Technical column

Real-Time Risk Detection: Catching Fast-Moving Markets as They Happen

December 2025

Why real-time risk detection matters

Financial markets can be unpredictable and can move violently. Detecting and responding to risk in real time is central to the safety of financial AI.

Goals include:

  • Limit large losses: Prevent loss spirals during shocks
  • Stability: Keep the system operating reliably
  • User protection: Safeguard assets
  • Automatic response: Act without waiting for manual intervention

Detection mechanisms

1. Volatility spikes

We detect when volatility rises sharply.

  • Compute: Calculate volatility in real time
  • Threshold compare: Trigger when outside normal bands
  • Automatic response: Reduce positions or halt trading
  • Notify: Alert immediately on spikes

2. Anomaly signals

We detect atypical price moves or trading patterns.

  • Sharp moves: Large price changes in a short window
  • Volume anomalies: Unusual volume surges
  • Pattern anomalies: Unexpected pattern shapes
  • Automatic halt: Stop trading when triggered

3. Loss limit breaches

We automatically detect when configured loss limits are hit.

  • Daily loss cap: Maximum loss per day
  • Per-position limits: Maximum loss per position
  • Automatic halt: Stop trading on breach
  • Notify: Immediate alert

4. System anomalies

We detect issues in the system itself.

  • API connectivity: Problems talking to the exchange API
  • Data: Abnormal incoming data
  • Performance: Degraded throughput or latency
  • Auto recovery: Attempt automatic recovery where possible

Layered risk management

1. Prevention

The stage before risk fully materializes—prevention.

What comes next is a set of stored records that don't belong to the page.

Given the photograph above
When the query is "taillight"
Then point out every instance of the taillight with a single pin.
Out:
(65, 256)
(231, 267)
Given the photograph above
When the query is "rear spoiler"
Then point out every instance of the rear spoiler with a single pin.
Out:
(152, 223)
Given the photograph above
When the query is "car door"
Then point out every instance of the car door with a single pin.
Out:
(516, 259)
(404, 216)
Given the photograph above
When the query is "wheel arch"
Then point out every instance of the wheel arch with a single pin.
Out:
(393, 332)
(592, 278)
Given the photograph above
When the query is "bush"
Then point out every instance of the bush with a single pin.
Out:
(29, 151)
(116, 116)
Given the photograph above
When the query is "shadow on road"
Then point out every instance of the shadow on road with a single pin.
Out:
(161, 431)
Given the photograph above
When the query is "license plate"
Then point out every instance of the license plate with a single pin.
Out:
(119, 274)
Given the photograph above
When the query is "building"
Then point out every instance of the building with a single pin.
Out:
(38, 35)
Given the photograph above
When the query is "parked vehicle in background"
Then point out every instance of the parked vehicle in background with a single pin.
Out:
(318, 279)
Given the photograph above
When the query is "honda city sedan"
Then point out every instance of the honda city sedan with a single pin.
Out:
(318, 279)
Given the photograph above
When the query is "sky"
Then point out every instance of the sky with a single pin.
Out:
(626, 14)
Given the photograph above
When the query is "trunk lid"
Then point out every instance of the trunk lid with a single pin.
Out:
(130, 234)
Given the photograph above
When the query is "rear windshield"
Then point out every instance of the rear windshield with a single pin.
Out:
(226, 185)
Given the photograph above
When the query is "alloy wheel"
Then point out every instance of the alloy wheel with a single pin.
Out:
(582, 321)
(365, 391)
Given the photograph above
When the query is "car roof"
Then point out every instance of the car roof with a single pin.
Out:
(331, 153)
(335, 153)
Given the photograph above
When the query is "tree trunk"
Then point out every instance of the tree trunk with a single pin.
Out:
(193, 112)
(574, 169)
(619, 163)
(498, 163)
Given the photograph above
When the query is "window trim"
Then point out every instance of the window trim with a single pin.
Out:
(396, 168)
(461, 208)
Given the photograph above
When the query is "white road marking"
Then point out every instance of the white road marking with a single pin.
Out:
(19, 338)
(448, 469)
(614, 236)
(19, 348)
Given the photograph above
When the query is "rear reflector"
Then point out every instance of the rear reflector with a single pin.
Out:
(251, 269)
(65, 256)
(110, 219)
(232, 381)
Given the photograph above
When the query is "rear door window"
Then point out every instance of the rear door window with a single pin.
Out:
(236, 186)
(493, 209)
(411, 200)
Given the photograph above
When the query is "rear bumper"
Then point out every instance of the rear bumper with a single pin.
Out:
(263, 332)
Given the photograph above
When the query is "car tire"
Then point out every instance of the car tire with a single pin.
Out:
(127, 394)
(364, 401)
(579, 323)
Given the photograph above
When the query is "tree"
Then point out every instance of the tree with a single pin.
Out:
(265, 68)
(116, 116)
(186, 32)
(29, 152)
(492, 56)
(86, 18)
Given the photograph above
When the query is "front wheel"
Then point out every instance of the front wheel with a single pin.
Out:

  • Conservative judgment: Be cautious when uncertain
  • Position caps: Limit size
  • Diversification: Across venues and assets

2. Detection

The stage where we sense elevated risk.

  • Real-time monitoring: Continuous market watch
  • Anomaly signals: Detect atypical conditions
  • Alerts: Warn when probability is high

3. Response

The stage after detection—response.

  • Automatic halt: Stop trading on serious signals
  • Reduction: Shrink positions
  • Notify: Alert users immediately

4. Recovery

After risk subsides—recovery.

  • Reassessment: Re-evaluate market conditions
  • Gradual restart: Resume in stages after safety checks
  • Learning feedback: Feed experience back into learning data

User control and transparency

1. Configuration

Risk-related settings are defined by users.

  • Loss limits
  • Volatility thresholds
  • Automatic halt conditions
  • Notification preferences

2. Transparency

Detections and responses are recorded transparently.

  • Detection time and reason
  • Action taken and outcome
  • Notification history
  • Recovery process

Government R&D and investor perspective

Safety

Real-time detection underpins financial AI safety.

  • Limit losses during shocks
  • Maintain stable operation
  • Protect user assets

Regulatory alignment

Risk governance, automatic halts, and auditable records align well with common regulatory expectations (varies by jurisdiction and business model).

Conclusion

Real-time risk detection is central to financial AI safety.

By detecting volatility spikes, anomalies, loss limits, and system issues, we implement layered risk management.

For government R&D and investors, it is a key signal of safety, regulatory fit, and trustworthiness.